Anyone with an Internet connection can participate by downloading Popular Power software. The software client activates when a member's computer is idle. It then contacts Popular Power's central BEA WebLogic Server hub and is sent a small part of a larger processing or network job. Each of the participating computers executes its task and then returns the results to the centralised server for aggregation and analysis. Popular Power's platform can be spread across hundreds of thousands of computers connected over the Internet to provide data analysis and other computing capabilities that far exceed that of a single mainframe or supercomputer, including the largest UNIX servers.
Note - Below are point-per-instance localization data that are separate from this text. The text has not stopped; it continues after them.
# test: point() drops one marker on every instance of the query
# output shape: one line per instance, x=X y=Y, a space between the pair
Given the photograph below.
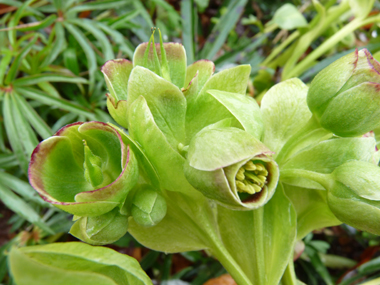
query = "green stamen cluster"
x=251 y=177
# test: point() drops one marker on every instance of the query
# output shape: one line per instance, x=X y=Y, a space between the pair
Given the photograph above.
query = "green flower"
x=85 y=169
x=344 y=97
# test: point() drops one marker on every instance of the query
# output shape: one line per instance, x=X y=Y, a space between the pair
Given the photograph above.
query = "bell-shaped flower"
x=84 y=169
x=233 y=168
x=345 y=98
This computing structure is exceptionally well-suited for businesses and scientists with projects requiring intensive data analysis. One prime example is Popular Power's first non-profit research project that uses a computer model of the human immune system to help better understand and improve influenza vaccines. Using simulations that run on participating computers, the model is "injected" with different vaccines in order to test their efficacy against various strains of the flu. The goal of the project is to help develop better strategies for selecting the influenza vaccine, which must change every year as the influenza virus mutates. Since the project launched in April 2000, thousands of participating PCs have completed more than eight million tasks, which translates to hundreds of years of computing time already donated to the effort. The research is being conducted in conjunction with Centers for Disease Control and Prevention (CDC) and World Health Organization scientists responsible for selecting each year's influenza vaccine.